Plus, Mr. Zelensky repeatedly spoke over his host and the vice president when he joined the conversation and ensured the complete and acrimonious breakdown of the discussions. He showed no recognition whatever of the fact that in trying to broker a peace — astonishingly, something that no one with any standing has attempted before in the three years of this nasty war — Mr. Trump has to be an honest intermediary and not just a powerful echo of the demands of Kyiv, however well-founded most of them may be. What was underway until Friday was a peace process, not an international propaganda exercise.
Not since the French revolutionary ambassador Edmund Charles Genet defied President Washington by commissioning commercial raiders to violate American neutrality legislation and attack British shipping in 1793 has an official foreign visitor to the United States behaved so outrageously and challenged the incumbent president for the support of American public opinion.
Washington demanded Genet’s recall but when the new and more radical French government issued a warrant for his arrest which would likely result in his execution on the guillotine, Washington granted him asylum. The Frenchman subsequently married the daughter of America’s fourth vice president, General George Clinton. This aspect of the precedent is unlikely to be emulated in the case of Mr. Zelensky.
No one should buy into the hysterical Democratic claptrap that there will never be peace or that Mr. Trump has handed Russia victory in this war. Unless Mr. Zelensky suddenly becomes a stark raving lunatic, there will be a minimum cooling-off period, perhaps as short as a week, with supportive therapy if necessary from the French president and the British prime minister who preceded Mr. Zelensky to the Oval Office earlier in the week. Then the minerals agreement will be signed by authorized officials, the cease-fire will be fairly close to the present lines, anyone who wishes to leave the newly Russian sections of Ukraine or to move to them from elsewhere in Ukraine will be facilitated in doing so.

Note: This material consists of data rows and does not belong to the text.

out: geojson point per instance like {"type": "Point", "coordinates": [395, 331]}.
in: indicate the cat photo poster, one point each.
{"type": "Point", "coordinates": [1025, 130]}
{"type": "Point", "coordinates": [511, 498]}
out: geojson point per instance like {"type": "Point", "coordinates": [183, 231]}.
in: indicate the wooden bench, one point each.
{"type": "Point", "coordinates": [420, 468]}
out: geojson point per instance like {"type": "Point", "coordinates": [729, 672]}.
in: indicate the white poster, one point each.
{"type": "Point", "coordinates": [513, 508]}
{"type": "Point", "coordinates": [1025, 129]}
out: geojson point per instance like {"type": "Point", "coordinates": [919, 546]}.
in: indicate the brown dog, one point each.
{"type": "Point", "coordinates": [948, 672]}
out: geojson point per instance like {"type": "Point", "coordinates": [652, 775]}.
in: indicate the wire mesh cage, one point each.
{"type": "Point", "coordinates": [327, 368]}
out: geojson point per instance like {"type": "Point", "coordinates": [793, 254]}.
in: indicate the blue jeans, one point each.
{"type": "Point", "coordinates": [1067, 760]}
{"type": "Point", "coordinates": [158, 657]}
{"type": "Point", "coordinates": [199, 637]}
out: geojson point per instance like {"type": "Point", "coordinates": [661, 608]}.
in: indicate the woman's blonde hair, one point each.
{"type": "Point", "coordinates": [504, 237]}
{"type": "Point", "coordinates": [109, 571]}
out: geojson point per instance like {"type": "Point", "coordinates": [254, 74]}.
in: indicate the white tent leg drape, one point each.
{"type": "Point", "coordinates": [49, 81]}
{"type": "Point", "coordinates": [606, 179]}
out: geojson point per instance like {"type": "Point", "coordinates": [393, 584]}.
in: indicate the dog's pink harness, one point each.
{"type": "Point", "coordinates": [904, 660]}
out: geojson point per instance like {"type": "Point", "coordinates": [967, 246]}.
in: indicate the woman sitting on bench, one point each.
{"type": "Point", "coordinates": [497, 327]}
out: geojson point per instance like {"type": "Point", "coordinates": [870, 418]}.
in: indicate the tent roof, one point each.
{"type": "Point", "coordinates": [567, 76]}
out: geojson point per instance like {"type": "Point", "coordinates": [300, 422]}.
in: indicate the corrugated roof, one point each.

There will be a substantial military presence, led by the British and the French, of the major European NATO countries durably stationed in Ukraine, and in the event of any aggression against them America would remain subject to Article V of the North Atlantic Treaty. No one could reasonably ask for greater security and it will certainly be more than adequate to deter the Russians. Since Russia has a smaller gross domestic product than Canada, Mr. Trump may wish to offer Mr. Putin the right to become the 52nd state; it is a much larger country than Ukraine, but it ceased to be a superpower 35 years ago. Its chief geopolitical significance is as a tool of Communist China.
If Mr. Zelensky can’t figure this out within a short time, some other Ukrainian who can will take his place. If Mr. Putin tries to raise the cost of peace to Ukraine, Mr. Trump will escalate the lethality of military supplies to Ukraine. Peace may have been delayed slightly but it has not been derailed. It is worth remembering that nobody said a plausible or coherent word about peace in Ukraine until Mr. Trump returned to the White House. It was a concept that completely eluted the imagination of the Democrats until they set out to sabotage it last week. Their ululations of triumph are so absurd, they are hilarious.